Written By Teresa Greenhill
According to the National Alliance on Mental Illness, depression affects more than 6.5 million Americans age 65 and older. Depression isn’t just about being sad or lonely; in fact, seniors who are suffering from depression may feel tired, irritable, worried, confused, and worthless rather than simply feeling sad. Major depression can hinder a person’s ability to sleep, eat, work, and enjoy life to its fullest. Additionally, genetics, stress, brain chemistry, and other factors can lead to depression. For older adults, depression can also co-occur with various medical issues, such as cancer, diabetes, and heart disease. Depression can worsen these illnesses, and the conditions (and the medications that are taken for them) can heighten the depression.
If you or someone you love is experiencing symptoms of depression, it’s important to seek out professional help for a proper diagnosis, counseling, and treatment options.

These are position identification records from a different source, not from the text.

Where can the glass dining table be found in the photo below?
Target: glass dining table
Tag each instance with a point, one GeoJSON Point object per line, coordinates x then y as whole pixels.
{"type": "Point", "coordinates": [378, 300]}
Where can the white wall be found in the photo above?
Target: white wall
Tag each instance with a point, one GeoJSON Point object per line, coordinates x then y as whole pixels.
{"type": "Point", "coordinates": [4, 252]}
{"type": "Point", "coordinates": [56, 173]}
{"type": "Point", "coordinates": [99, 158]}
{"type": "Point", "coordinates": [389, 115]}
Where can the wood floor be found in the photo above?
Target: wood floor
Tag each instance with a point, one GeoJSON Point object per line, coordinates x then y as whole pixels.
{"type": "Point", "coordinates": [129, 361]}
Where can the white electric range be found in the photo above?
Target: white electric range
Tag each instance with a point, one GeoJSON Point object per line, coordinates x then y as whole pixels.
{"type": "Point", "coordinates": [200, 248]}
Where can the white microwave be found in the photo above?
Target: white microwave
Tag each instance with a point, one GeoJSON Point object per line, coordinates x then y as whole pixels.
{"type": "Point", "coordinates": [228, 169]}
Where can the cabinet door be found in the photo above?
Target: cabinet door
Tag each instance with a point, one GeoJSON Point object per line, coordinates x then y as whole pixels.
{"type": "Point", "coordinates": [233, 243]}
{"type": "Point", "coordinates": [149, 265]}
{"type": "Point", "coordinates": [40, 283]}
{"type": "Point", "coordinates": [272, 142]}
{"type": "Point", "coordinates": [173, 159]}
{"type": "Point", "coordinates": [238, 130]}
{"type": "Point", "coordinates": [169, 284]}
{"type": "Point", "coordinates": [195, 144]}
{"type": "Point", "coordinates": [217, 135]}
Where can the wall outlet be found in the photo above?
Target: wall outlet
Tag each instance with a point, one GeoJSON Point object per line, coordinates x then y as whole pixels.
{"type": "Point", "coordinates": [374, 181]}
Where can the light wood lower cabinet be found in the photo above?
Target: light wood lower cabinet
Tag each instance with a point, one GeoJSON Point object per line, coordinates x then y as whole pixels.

Fortunately for many older adults, Medicare covers mental health services for depression and other disorders.
Mental Health and Medicare
Medicare Part A covers inpatient hospital care, while Part B covers outpatient care. Specifically, Part A covers inpatient mental health services that you receive in a psychiatric hospital for up to 190 days in your lifetime. You must pay your deductible first, then Medicare pays in full for the first 60 days, and after that, you pay a daily hospital coinsurance. However, if you receive inpatient mental health treatment in a general hospital, the 190-day limit does not apply.
Medicare Part B covers an annual depression screening from your primary care provider, as well as individual and group therapy, substance abuse treatment, diagnostic tests, psychiatric evaluations, medication management, and other outpatient mental health care services. Original Medicare pays 80 percent of the cost of these services, while the patient pays 20 percent, as long as a participating provider that “takes assignment” is used. A provider who takes assignment is one who accepts the Medicare-approved amount as payment. If you have supplemental insurance (Medigap), the policy can cover your 20 percent share of the cost.
To find a mental health provider that accepts Medicare, use the Physical Compare search engine on the Medicare.gov website. You can simply enter your location, along with other filters, to search for providers in your area.
Benefits of a Medicare Advantage plan
Medicare Advantage plans offer all the mental health services of Original Medicare, including counseling and therapy with psychiatrists, clinical psychologists, and other therapists. Certain Medicare Advantage plans can also cover treatment in intensive outpatient settings, physician-administered psychiatric medications, and community case management services. For example, Aetna helps patients get the right type of mental health care as soon as possible through their utilization and complex case management programs. They assist patients to find counseling and treatment from credentialed mental health professionals as well as provide coaching and support from their care management staff to help patients adhere to treatment plans. Of course, the benefits and costs of Medicare Advantage plans differ greatly depending on the insurance company you choose.
Getting In on Opening Enrollment
The Open Enrollment Period for Medicare is October 15 to December 7 each year. This is a great time to consider your mental health care needs and decide which Medicare plan is right for you. During this period, you can switch from Original Medicare to a Medicare Advantage plan, join a new Medicare Advantage plan, and sign up for prescription drug coverage (Part D).
If you are dealing with depression, contact Medicare or your primary care provider to find help. Depression can worsen (and be exacerbated by) a number of age-related health conditions. However, with the aid of counseling, medication, and other treatment options, you can relieve many of your symptoms and improve your quality of life immensely.